Ma si può vincere l’ansia del risveglio, sfidare la presunzione di essere diversi e la paura di scoprirsi uguale agli altri? Ci vuole poco per finire in mille pezzi, l’esistenza può collassare in ogni momento. «Non vi rendete conto che il sistema scolastico è stato distrutto per creare ignoranti da spedire in guerra?» grida Stone sul palco tra un sorriso ai clienti e l’altro. Meglio forse tornare all’ordine.

Nel film di Kaufman e Johnson ritroviamo tanto, e bene, del nostro sopravvivere contemporaneo: chi siamo noi? Che cosa vogliamo? Chi è chi ci sta attorno? Soprattutto, c’è qualcuno che ci ascolta, ovvero ascoltiamo qualcuno, avvertiamo qualcosa che non sia un flusso indifferenziato di parole nell’era dell’individuo divenuto social? Non è la prima volta per il regista – all’opera seconda – e sceneggiatore dei migliori film di Gondry e di Spike Jonze ma questo viaggio visionario in una mente scollata dagli altri spinge all’estremo i luoghi della sua poetica.

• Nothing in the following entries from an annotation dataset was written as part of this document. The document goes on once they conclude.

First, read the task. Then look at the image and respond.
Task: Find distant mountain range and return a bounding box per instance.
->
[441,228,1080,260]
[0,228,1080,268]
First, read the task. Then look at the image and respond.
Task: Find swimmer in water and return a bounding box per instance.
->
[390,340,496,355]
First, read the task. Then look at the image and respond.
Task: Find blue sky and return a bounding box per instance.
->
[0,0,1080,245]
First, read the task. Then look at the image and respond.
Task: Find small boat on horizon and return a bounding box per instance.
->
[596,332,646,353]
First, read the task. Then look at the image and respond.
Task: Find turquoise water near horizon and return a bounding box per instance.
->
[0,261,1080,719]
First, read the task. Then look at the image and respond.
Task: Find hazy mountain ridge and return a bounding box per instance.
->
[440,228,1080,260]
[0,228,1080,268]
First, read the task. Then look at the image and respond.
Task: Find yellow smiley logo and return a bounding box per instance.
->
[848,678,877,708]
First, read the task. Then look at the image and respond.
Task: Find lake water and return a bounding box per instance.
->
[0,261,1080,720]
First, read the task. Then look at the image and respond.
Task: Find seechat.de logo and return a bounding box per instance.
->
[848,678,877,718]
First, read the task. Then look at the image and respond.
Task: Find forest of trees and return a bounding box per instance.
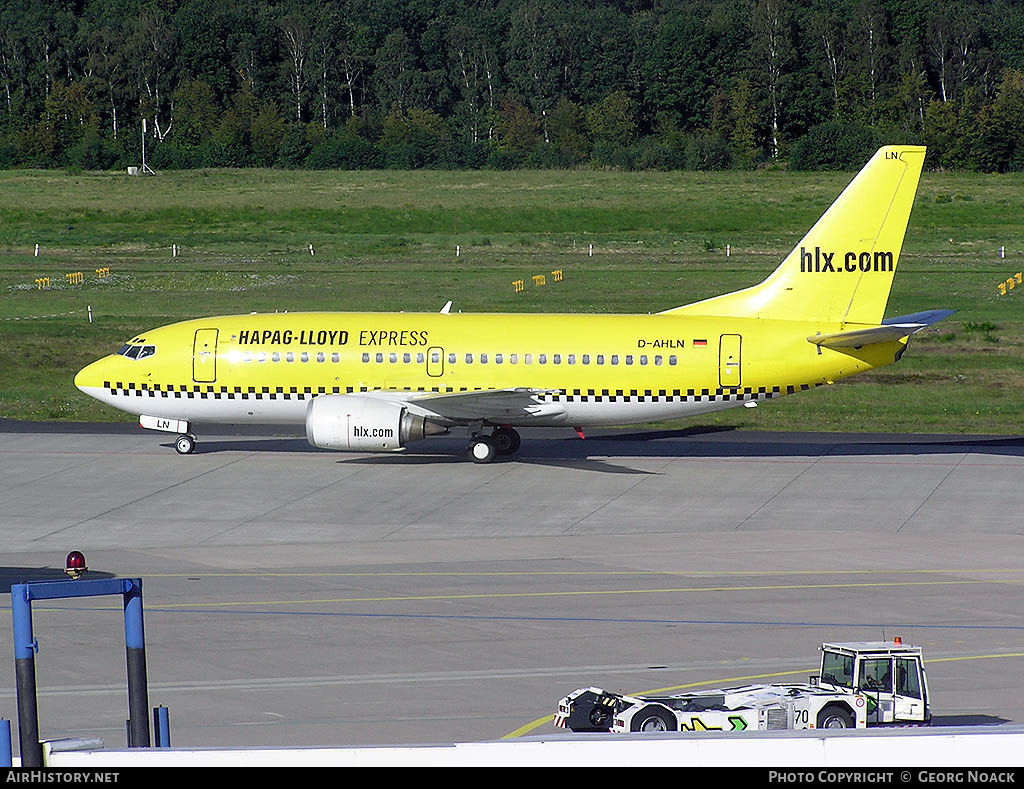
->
[6,0,1024,172]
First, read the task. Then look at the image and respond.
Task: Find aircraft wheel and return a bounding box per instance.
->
[630,704,679,732]
[469,436,498,463]
[490,428,522,454]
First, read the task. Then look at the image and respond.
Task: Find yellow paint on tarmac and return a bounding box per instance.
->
[132,579,1021,611]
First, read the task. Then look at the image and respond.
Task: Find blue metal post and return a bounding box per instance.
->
[0,717,14,768]
[10,583,43,768]
[153,706,171,748]
[10,578,150,768]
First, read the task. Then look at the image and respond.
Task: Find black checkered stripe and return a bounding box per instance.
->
[103,381,821,403]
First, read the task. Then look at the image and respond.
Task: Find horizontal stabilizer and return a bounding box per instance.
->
[807,310,954,348]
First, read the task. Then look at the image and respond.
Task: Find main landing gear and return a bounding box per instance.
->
[174,433,196,454]
[468,427,522,463]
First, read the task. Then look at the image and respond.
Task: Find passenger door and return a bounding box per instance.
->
[193,328,218,384]
[427,345,444,378]
[718,335,743,389]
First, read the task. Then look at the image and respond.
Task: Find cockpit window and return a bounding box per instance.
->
[821,652,853,688]
[118,345,157,359]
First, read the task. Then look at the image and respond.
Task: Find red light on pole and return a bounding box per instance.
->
[65,551,89,580]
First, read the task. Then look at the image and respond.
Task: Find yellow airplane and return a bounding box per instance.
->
[75,145,951,463]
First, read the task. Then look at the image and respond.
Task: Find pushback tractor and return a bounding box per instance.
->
[554,639,932,732]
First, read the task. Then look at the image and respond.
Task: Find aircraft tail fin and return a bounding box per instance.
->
[666,145,925,325]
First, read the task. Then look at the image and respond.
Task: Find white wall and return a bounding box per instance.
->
[39,726,1024,765]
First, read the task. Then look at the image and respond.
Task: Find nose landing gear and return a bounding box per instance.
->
[468,427,522,463]
[174,433,196,454]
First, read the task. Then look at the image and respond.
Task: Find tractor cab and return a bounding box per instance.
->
[811,638,932,726]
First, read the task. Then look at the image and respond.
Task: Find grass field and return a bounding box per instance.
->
[0,170,1024,433]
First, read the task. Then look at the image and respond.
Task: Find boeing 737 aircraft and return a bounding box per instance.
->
[75,145,950,463]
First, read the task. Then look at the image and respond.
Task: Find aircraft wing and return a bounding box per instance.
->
[395,389,564,422]
[807,310,954,348]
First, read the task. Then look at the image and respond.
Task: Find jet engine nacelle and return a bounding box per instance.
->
[306,395,447,452]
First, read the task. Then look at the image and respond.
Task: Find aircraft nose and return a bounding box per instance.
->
[75,358,106,394]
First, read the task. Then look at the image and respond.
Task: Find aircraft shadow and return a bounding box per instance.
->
[155,425,1024,474]
[0,567,115,593]
[932,715,1011,726]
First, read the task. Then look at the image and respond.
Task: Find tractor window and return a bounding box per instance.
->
[857,658,893,693]
[896,658,921,699]
[821,652,853,688]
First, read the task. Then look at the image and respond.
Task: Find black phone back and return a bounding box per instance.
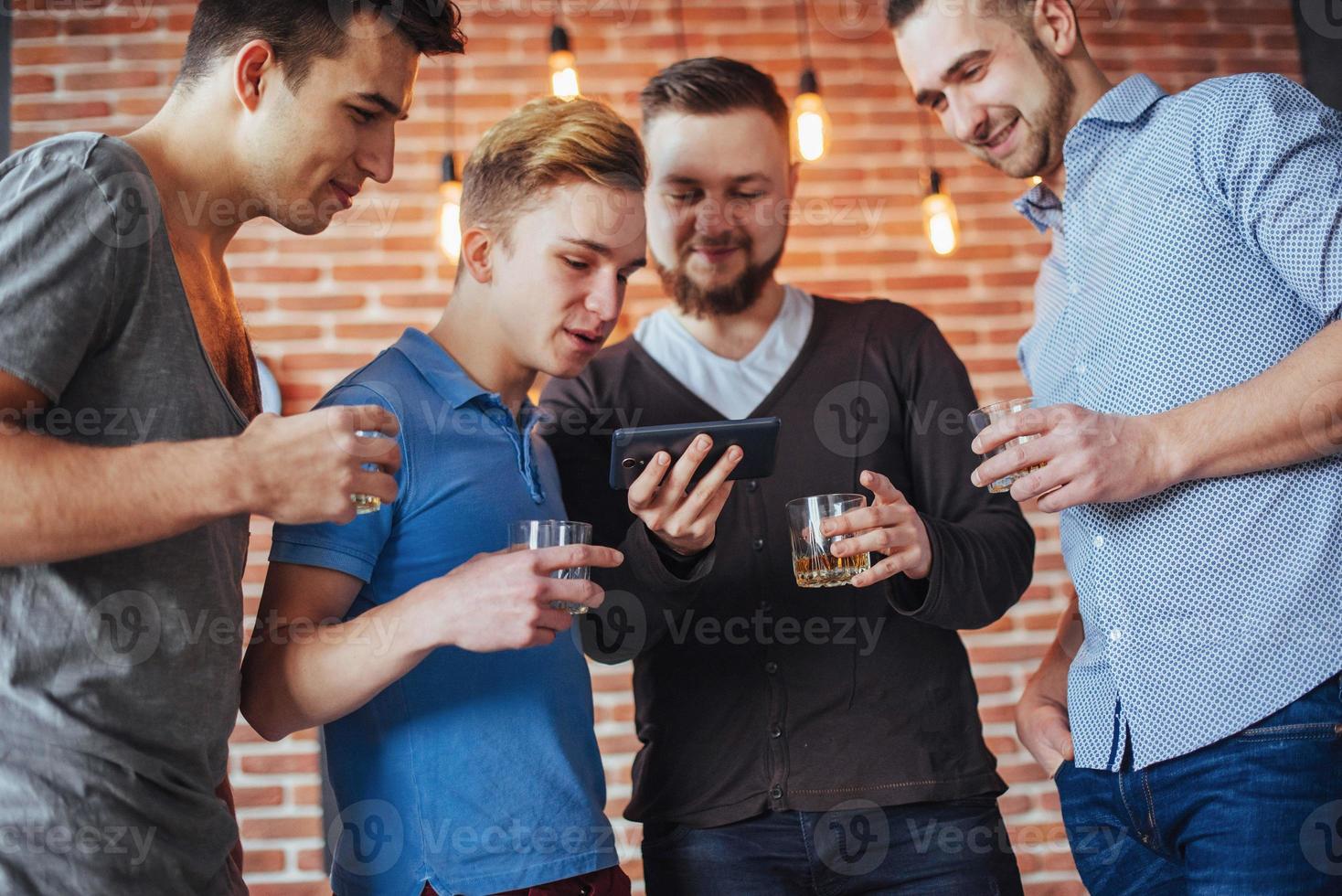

Anche grazie alla cifra dell’animazione che permette di astrarre e di erotizzare al tempo stesso, di rendere visibile la metafora, le paranoie, l’intimità profonda in una dimensione fisica con umorismo, senza cadute né ridondanza. Un paesaggio di solitudine e silenzio in cui la fantasia e l’imprevisto sono stati completamente eliminati.

«Era molto tempo che volevo girare un film in stop motion ma non nel modo in cui sono fatti i film di animazione a passo uno oggi. La maggior parte delle volte li ’ripuliscono’ di ogni difetto, appiattiscono qualsiasi differenza. Visto che il film si concentra su una dimensione uniforme, era necessario dare all’animazione una fisicità, mostrarne i fili» diceva Kaufman nell’incontro veneziano.

Anomalisa sposa così il punto di vista del suo protagonista, stanco delle relazioni umane al tempo della loro riproduzione meccanica che le rende soltanto noia, irritazione, aggressività, indifferenza. E trasforma tutti loro in un’orda di « bodysnatchers» con il visto da marionette. Una condizione dolorosa anche se nel film si ride molto, e certe scene, coi due imbarazzati e goffi protagonisti insieme a letto sfiorano la slapstick. Il racconto di un’inquietudine che ci riguarda, come appunto la ricerca ingenerosa di chi si concentra solo su di sé. Kaufman ha la misura e il tocco per smascherare l’ordine con implacabile dolcezza. Nella sua poesia l’anomalia è (forse) ancora un amore inatteso, spudorato e spaventoso, come una canzone «sconcia giapponese.